ノルアドレナリンは市中発症敗血症性ショックの転帰を増悪させる可能性

sepsis survival campaign 2008では・・・
・ノルアドレナリンかドパミンが推奨されている。
・フェニレフリンとバゾプレシンは初期投与には推奨されていない。
・MAPが65-90mmHgになるように血管作働薬を使用する。
とのことだが、

・NAは他のカテコラミンと比較して死亡率 62% vs 82%
  Crit Care Med 2000;28:2758-65
・バゾプレシンとNAは同等の効果
  NEJM. vol. 358;877-887 Feb. 28 2008

そんな中、ポルトガルからの論文。

Influence of vasopressor agent in septic shock mortality. Results from the Portuguese Community-Acquired Sepsis Study (SACiUCI study).
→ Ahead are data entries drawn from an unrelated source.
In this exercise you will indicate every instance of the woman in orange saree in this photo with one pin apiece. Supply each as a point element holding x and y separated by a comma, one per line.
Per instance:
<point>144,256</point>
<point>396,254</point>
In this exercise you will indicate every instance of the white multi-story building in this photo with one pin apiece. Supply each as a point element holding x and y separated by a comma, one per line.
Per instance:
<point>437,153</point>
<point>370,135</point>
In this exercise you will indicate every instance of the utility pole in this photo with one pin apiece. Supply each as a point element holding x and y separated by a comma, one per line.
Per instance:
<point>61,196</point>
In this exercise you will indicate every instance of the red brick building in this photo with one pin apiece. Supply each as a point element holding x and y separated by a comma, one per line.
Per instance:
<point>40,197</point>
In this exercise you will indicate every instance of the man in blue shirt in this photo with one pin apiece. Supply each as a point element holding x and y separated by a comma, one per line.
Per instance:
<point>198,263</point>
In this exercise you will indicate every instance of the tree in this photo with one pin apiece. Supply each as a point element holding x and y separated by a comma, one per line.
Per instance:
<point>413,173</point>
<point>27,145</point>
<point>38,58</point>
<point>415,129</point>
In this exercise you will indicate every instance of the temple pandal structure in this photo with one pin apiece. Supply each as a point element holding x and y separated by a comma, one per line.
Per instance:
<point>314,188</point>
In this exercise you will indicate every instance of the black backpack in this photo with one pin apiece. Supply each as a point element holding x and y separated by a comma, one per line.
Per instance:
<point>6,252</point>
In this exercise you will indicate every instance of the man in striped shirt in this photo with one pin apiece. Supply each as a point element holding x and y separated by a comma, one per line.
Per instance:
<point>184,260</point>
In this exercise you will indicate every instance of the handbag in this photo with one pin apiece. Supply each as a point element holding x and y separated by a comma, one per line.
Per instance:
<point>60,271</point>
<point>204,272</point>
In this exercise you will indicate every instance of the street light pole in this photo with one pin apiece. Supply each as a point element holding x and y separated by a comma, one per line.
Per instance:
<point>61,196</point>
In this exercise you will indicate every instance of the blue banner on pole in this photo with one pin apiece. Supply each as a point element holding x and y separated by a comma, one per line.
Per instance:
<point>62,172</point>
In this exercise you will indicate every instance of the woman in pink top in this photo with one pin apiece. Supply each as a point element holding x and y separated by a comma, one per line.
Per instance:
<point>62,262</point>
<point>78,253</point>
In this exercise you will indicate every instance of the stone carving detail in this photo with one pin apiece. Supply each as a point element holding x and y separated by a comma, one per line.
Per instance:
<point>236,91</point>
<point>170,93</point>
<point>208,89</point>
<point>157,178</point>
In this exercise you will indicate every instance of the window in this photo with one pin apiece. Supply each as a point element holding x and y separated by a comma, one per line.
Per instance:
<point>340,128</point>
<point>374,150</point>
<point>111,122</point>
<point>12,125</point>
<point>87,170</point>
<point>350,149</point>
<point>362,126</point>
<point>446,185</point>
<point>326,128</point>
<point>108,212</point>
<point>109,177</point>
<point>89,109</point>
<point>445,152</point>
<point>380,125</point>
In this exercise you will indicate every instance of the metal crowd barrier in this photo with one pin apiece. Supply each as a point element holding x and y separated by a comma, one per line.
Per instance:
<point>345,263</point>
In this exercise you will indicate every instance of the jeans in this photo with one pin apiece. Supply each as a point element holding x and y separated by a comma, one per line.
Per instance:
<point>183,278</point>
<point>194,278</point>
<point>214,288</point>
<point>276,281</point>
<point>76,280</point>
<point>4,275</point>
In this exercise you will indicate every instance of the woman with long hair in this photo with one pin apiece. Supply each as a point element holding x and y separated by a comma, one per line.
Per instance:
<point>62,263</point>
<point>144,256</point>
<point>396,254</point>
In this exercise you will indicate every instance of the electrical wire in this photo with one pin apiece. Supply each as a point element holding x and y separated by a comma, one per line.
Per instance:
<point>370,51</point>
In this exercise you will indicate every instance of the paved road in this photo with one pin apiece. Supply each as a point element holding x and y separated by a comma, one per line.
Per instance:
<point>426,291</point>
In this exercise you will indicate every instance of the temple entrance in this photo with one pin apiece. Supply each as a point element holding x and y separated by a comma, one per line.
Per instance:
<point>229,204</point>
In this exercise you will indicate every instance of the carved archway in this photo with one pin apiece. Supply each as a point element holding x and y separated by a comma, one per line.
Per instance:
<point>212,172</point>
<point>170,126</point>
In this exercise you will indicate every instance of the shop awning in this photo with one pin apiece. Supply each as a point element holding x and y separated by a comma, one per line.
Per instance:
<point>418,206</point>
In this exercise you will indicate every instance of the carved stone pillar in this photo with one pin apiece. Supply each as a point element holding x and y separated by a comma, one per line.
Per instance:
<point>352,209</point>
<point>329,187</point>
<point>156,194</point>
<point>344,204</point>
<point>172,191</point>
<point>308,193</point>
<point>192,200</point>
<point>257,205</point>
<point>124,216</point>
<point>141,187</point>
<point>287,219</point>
Critical Care Medicine:Volume 37(2)February 2009pp 410-416

目的:
 アドレナリン作用のある昇圧剤の使用のbest agentは、
 sepsis survival campaignでも結局結論という結論は出なかった。
 community-acquired septic shockの患者さんで、昇圧剤の使用による
 それぞれの死亡率への寄与を調査した。
 コホート研究。

患者:
 ICUに入院したseptic shockの患者

方法および結果:
 897人の患者がcommunity-acquired sepsisでICUに入室した。
 (平均63歳、577人が男性、hospiatl死亡率は38%)
 最終的に登録された458人の患者のうち、73%がノルアドレナリン、
 50.5%がドパミンを使用した。
 ノルアド群はドパミン群より死亡率が高かった(52% vs. 38.5%, p = 0.002)
 ノルアドは死亡リスクを上昇させる可能性も指摘
 (HR, 2.501; 95%CI 1.413-4.425; p = 0.002)
 
結論:
 ノルアドレナリンはICUにおける市中発症敗血症性ショック患者の転帰を増悪させる。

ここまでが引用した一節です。